I agree with many others here that favor traditional Medicare with a supplement instead of MA. It can be pricey, though, and some people even with resources are not concerned with that.
 
well basically you throw the dice in that case and hope your argument is better then theirs…not everyone is approved for what medicare wouldn’t even have challenged .

but you can’t prove that in your case . so like anything you have to challenge, you hope for the best and give it your best shot
If what you said is true, that your friend lost the appeal because "it was not able to be determined what govt medicare would have done in this specific case because she didn’t have govt medicare," then the Advantage plan would argue that in every single appeal and would win every single appeal because none of their members have "govt medicare."
 
If what you said is true, that your friend lost the appeal because "it was not able to be determined what govt medicare would have done in this specific case because she didn’t have govt medicare," then the Advantage plan would argue that in every single appeal and would win every single appeal because none of their members have "govt medicare."

you are stretching things ….. i can only speak for an actual case .

but evidently all those hospitals dropping advantage plans because of high denial rates are seeing it too

hey you want one , buy one …
 
Yes, my mum has a Medicare Advantage plan like this.
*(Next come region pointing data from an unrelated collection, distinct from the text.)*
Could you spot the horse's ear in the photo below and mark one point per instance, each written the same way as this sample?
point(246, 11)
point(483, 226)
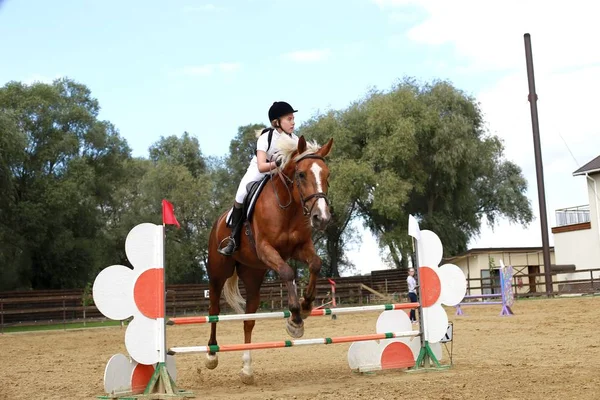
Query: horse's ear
point(301, 145)
point(326, 149)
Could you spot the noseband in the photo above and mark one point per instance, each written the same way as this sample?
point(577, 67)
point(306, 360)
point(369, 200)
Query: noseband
point(303, 200)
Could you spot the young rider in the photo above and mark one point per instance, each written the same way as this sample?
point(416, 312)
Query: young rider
point(281, 116)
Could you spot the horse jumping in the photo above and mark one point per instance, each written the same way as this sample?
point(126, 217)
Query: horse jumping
point(288, 208)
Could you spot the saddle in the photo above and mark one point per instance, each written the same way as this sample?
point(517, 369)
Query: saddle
point(253, 190)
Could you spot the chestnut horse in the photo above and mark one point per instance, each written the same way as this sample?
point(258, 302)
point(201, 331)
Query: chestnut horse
point(289, 206)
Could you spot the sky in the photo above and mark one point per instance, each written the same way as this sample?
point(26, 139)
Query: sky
point(159, 68)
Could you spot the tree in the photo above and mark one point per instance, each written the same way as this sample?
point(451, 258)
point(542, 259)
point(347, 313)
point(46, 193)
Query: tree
point(421, 149)
point(61, 166)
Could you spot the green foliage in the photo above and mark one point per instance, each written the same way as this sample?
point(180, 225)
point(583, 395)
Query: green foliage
point(419, 149)
point(70, 190)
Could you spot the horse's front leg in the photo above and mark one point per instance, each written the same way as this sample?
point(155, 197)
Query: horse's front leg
point(271, 258)
point(308, 255)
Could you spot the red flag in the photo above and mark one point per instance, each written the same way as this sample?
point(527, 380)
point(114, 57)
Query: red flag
point(169, 214)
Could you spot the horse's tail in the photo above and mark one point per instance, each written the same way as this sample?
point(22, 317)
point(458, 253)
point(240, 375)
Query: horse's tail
point(232, 294)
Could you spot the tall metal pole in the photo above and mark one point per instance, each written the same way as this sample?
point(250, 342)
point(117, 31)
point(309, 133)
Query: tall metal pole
point(539, 169)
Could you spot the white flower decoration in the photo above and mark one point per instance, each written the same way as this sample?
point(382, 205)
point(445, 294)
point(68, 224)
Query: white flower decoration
point(120, 292)
point(389, 353)
point(439, 285)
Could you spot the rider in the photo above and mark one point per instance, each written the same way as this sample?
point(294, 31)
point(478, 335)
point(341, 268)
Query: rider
point(281, 115)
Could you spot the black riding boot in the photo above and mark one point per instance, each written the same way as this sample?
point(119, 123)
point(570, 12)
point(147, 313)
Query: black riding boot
point(234, 238)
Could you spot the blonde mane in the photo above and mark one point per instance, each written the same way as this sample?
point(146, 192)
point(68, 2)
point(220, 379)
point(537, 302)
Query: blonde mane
point(286, 146)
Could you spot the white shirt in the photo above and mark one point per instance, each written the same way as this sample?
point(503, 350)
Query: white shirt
point(263, 142)
point(412, 284)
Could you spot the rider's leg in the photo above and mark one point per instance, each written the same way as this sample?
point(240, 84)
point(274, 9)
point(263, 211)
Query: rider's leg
point(233, 240)
point(236, 227)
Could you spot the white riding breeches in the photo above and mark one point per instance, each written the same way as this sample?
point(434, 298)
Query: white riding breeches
point(252, 175)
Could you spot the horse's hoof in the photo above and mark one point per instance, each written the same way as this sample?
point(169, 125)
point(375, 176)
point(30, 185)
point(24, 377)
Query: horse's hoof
point(294, 330)
point(305, 309)
point(211, 361)
point(246, 379)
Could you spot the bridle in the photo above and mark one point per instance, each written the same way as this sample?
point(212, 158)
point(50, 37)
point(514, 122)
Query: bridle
point(287, 181)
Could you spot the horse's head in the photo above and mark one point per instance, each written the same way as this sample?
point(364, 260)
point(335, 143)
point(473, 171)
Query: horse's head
point(309, 173)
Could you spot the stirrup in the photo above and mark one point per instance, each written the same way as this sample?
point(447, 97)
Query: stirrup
point(221, 248)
She can see any physician that is enrolled in Medicare and accepts assignment.
By "accepts assignment" do you mean they agree to bill the Advantage? Or is there a difference between accepting assignment and agreeing to bill the Advantage plan? I've seen requirements that specify that the provider must agree to bill the Advantage plan, but not on every plan I've looked at.
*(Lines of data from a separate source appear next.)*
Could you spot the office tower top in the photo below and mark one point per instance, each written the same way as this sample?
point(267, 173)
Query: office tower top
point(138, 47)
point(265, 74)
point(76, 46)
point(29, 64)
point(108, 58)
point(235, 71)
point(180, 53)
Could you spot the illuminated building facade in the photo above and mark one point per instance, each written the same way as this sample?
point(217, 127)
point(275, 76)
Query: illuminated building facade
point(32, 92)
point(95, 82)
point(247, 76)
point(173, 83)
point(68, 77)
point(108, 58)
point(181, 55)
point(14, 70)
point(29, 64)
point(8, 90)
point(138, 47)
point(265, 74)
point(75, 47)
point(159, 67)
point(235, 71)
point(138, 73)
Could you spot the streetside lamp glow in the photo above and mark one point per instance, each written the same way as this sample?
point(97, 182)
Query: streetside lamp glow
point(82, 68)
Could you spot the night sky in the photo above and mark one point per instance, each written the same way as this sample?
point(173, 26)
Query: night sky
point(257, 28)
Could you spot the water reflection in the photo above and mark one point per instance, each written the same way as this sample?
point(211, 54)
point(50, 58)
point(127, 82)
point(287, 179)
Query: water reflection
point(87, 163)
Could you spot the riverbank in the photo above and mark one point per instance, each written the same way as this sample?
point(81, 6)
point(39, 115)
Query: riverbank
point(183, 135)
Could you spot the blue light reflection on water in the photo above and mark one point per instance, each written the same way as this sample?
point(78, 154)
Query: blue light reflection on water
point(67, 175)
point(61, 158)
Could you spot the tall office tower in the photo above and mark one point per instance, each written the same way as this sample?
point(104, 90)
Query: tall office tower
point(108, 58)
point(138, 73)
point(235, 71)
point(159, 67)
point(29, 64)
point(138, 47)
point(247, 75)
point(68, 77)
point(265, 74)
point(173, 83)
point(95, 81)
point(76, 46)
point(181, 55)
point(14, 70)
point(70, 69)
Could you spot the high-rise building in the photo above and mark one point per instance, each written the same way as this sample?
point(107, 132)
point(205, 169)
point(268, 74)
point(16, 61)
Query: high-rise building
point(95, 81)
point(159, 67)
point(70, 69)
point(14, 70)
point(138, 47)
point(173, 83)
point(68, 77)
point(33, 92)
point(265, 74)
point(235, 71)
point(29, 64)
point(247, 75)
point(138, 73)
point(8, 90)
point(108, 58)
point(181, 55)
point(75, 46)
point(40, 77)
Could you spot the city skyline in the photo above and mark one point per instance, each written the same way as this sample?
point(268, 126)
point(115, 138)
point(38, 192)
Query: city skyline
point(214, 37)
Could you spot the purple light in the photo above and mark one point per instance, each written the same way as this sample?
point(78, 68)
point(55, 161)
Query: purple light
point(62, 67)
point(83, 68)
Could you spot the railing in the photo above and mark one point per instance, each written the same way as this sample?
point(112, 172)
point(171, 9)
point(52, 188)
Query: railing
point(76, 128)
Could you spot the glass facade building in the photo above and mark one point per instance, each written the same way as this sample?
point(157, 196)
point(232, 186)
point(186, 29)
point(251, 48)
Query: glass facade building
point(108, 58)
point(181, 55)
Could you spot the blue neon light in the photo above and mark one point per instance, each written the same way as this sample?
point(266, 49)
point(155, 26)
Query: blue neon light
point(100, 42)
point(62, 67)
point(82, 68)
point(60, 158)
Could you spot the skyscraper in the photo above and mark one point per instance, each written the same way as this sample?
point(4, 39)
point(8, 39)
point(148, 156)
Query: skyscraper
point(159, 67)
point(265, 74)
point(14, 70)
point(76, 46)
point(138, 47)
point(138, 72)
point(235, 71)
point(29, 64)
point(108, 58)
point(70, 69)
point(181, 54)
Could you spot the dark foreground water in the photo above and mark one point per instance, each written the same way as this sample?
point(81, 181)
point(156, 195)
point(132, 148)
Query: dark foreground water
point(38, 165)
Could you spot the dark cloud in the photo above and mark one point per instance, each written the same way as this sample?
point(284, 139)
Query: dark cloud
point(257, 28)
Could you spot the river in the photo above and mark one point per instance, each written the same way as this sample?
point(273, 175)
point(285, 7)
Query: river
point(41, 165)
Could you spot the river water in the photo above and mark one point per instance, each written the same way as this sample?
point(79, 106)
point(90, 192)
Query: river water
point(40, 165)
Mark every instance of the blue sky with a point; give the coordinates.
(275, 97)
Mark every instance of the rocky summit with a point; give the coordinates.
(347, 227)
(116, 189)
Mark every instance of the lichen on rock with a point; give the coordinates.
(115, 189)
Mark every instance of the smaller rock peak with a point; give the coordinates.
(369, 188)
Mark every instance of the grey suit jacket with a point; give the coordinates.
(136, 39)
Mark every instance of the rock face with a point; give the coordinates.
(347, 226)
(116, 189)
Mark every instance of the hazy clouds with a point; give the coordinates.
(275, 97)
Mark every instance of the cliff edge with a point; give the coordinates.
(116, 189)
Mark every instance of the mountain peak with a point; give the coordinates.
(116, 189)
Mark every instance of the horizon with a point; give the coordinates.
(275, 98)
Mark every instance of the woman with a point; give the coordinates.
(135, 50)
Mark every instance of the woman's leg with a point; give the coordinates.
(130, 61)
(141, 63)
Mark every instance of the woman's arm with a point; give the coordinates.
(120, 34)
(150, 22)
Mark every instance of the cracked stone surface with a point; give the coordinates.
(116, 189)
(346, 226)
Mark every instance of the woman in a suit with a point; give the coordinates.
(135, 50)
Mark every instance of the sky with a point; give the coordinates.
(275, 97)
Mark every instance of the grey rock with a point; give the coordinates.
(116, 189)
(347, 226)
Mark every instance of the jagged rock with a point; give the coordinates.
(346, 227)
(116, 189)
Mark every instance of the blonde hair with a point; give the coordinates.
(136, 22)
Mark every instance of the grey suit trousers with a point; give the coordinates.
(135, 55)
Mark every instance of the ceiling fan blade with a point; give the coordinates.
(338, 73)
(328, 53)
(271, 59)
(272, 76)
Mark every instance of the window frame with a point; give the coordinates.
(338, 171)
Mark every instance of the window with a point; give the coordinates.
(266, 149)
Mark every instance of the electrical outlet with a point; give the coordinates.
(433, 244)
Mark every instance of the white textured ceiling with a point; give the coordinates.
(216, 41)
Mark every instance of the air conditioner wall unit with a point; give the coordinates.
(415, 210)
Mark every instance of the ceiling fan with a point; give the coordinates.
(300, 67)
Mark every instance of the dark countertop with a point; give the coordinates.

But it makes me wonder if a provider accepts Medicare and therefore obviously agrees to be paid at the Medicare rate, if the provider refuses to bill the Advantage plan, could the patient pay up front himself, and seek reimbursement from his Advantage plan? But how much would the patient pay? I think the Medicare-approved amount doesn't get determined until claims are filed.
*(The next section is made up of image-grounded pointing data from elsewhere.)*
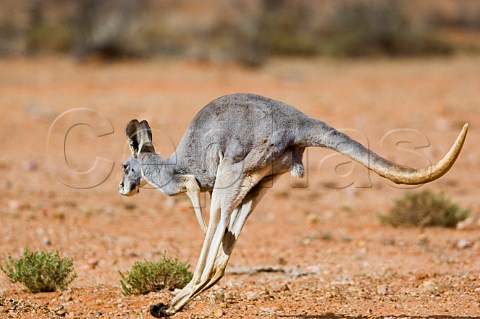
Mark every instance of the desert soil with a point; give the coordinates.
(314, 248)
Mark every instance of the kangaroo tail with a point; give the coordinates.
(320, 134)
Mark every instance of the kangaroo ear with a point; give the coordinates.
(144, 133)
(131, 133)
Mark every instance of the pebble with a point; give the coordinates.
(382, 290)
(253, 295)
(92, 263)
(428, 286)
(46, 241)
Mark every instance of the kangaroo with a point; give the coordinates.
(233, 148)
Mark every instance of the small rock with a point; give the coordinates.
(280, 287)
(92, 263)
(382, 290)
(469, 223)
(218, 313)
(46, 241)
(428, 286)
(464, 243)
(30, 165)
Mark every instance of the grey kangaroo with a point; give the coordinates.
(233, 147)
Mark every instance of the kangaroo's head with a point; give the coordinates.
(138, 137)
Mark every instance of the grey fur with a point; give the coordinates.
(233, 146)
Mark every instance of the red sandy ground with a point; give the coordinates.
(337, 259)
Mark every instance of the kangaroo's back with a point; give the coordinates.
(235, 126)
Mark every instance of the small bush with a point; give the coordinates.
(40, 271)
(424, 209)
(374, 28)
(146, 276)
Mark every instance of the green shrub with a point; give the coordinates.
(146, 276)
(40, 271)
(424, 209)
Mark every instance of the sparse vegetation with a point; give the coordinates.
(40, 271)
(245, 33)
(370, 28)
(146, 276)
(425, 209)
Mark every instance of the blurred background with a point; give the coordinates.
(248, 32)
Regardless, if a person is a member of a Medicare Advantage PPO plan that allows its members to see any provider that accepts Medicare, this seems to eliminate the most commonly cited bugaboo of Advantage plans--the network.

The other bugaboo (and maybe the ONLY other bugaboo) is pre-approvals.

First, just to be clear, not all MA plans are PPOs. Even a PPO can ask for some preapprovals, and many do. They might pay for specialist visits, such as an ophthalmologist, without any preapproval, but demand a preapproval for hospitalization or surgery.
How do pre-approvals work? I assume if you have an HMO everything has to go through your primary care physician. But what if a person with a Medicare Advantage PPO plan sees a specialist who says, "You need surgery tomorrow"? The Advantage plan doesn't even know the member has seen this doctor, and doesn't know the surgery is planned. How would pre-approval work then? That what I meant when I asked how pre-approvals get "inserted" into the process.

And if the Advantage member is seeing an out-of-network doctor, the doctor doesn't even have a relationship with his patient's insurance company, but is apparently being forced to deal with an Advantage plan they have chosen not to contract with. Why would they put up with that?
 
Medicare Advantage plans have exceptions for emergencies, so the surgery tomorrow thing should be covered regardless of where or if pre-approved. Of course that's another way plans save money...they claim an emergency shouldn't have been considered an emergency.
 
Medicare Advantage plans have exceptions for emergencies, so the surgery tomorrow thing should be covered regardless of where or if pre-approved.
Okay, say the doctor says the patient needs surgery soon and the patient can have it done either next week or, hold on, there's an opening tomorrow.
 
^ By definition, if the topic of scheduling comes up, it's not an emergency.